Economic slowdown halts robot invasion in North America as interest rises

Economic slowdown halts robot invasion in North America as interest rises

North American companies ordered about a third fewer robots last year as concerns about a slowing economy and rising interest rates made it more difficult to justify purchases of advanced machines, the first problem in five years in a steady evolution of robots replacing the region’s workforce.
“When the economy isn’t good, it’s easier to delay purchases,” said Jeff Bernstein, president of the Association for the Advancement of Automation, an industry group that tracks robot orders.
Companies bought 31,159 robots in 2023, down 30% from the previous year, the largest percentage decline since 2006 and the largest ever decline in net units, according to the group known as A3. The decline occurred in automobile-related industries, which constituted about half of the market last year, in addition to other sectors such as food manufacturing and metals.
Orders in the fourth quarter amounted to 7,683, a decrease of 8% compared to the same period of the previous year.
The slowdown in robotics orders came as some companies announced initiatives to develop more advanced versions of the machines. But for many robot makers, the sale of existing machines is hampered by concerns about a slowing economy and excess inventories that have built up during the Covid-19 pandemic. Universal Robots, a Danish company that makes small, flexible robots, recently reported a 7% drop in revenue for the year. Last, reaching $304 million.
“2023 was characterized by a challenging economic and business environment for many of our core customers with global industrial activity slowing in the first half of the year,” Kim Povlsen, president of Universal, told investors.
Robot sales have boomed during the Covid-19 pandemic, as producers rushed to use the machines to produce goods amid a severe labor shortage. In fact, 2022 was a record year for orders, according to A3 data.
Dave Fox, president of CIM Systems Inc., a Noblesville, Ind., company known as an integrator that assembles automated systems for customers, said his business started strong last year but then declined.
“Several major projects have been pushed forward this year,” Fox added. “There were certainly a few clients who raised concerns about where the economy was headed. Interest rates probably didn’t help.” Fox estimates that its business volume decreased by 30% in 2023, compared to the previous year.
A3’s Bornstein said most robotics producers he spoke with are optimistic that business will pick up during the second half of this year.
Bernstein stated that the industry has largely worked its way through the distortions caused by the pandemic.

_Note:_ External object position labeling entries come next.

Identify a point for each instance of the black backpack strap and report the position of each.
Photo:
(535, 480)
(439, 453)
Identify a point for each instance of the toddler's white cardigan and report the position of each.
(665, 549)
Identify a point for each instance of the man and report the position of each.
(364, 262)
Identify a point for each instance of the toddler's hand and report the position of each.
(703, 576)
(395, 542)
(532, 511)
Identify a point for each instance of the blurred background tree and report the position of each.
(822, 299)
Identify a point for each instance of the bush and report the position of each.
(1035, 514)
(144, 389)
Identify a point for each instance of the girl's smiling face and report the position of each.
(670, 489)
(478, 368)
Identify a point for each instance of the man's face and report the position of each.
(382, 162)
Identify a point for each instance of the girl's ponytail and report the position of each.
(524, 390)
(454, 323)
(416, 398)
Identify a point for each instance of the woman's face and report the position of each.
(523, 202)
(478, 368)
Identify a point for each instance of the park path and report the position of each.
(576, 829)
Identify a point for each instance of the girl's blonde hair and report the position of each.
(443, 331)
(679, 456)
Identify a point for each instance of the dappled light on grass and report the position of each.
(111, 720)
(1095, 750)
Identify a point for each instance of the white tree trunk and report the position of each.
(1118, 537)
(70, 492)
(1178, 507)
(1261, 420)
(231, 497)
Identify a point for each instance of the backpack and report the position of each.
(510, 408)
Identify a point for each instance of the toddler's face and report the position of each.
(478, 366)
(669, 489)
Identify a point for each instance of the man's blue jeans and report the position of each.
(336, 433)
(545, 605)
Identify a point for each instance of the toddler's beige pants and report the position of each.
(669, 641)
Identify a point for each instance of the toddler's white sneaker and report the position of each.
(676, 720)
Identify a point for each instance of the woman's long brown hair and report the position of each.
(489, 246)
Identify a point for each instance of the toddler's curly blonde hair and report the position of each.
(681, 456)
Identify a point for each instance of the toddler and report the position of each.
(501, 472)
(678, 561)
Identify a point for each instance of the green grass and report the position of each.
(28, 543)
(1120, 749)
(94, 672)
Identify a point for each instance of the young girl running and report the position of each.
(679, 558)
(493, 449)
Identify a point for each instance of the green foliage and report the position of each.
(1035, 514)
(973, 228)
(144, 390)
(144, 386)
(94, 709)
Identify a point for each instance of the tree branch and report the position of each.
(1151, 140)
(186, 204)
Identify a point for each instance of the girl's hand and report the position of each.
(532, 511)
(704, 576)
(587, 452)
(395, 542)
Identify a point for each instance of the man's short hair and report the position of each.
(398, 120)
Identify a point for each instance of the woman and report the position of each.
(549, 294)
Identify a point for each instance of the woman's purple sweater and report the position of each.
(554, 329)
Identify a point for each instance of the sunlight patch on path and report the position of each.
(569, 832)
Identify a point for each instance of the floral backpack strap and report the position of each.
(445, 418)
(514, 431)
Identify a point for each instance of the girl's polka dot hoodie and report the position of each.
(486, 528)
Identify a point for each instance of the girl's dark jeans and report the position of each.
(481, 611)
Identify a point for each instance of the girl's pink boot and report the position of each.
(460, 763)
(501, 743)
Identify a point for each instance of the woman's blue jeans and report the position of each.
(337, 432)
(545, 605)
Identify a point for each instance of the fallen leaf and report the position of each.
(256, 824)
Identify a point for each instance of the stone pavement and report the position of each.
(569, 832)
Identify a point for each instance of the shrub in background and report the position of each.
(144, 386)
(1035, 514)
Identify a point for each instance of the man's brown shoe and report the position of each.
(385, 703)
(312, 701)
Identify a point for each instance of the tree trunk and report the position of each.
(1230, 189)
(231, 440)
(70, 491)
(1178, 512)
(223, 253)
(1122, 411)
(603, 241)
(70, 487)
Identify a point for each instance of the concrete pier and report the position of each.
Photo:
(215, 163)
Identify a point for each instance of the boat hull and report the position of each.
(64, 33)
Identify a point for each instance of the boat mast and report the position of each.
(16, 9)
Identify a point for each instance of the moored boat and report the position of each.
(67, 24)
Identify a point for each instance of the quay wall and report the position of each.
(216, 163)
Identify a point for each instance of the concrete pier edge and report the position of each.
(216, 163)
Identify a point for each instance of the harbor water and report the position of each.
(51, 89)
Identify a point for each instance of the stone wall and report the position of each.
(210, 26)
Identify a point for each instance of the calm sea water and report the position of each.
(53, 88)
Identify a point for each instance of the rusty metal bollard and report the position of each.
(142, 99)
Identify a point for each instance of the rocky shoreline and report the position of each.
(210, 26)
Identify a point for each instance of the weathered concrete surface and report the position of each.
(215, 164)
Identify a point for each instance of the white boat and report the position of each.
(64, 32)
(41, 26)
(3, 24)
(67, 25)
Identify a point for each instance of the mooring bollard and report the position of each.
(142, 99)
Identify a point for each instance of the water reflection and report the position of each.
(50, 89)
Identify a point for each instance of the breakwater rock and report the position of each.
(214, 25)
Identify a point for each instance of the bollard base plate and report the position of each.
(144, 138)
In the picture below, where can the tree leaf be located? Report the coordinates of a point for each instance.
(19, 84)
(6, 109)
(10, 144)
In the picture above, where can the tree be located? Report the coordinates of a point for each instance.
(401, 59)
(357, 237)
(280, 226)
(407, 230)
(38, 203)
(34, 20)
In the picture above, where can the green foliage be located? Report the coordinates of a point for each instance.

During the crisis, many companies placed additional orders for robots because they were concerned about receiving deliveries amid production delays and the collapse of global supply chains. “Inventory to work on before you order a lot of new robots again.”
Joe Gemma, chief revenue officer at Wauseon Machine, a systems integrator in Ohio, agreed that a glut of inventory has distorted business. “A lot of us were asking for additional inventory,” he said. “Our customers were too.”
Gemma added that the ongoing labor shortage in the United States means that the robotics business will continue to boom. “I was in a factory that normally had 600 people working in production, and they had 140 open jobs,” he said. “Almost everywhere we go, there is still a workforce challenge.”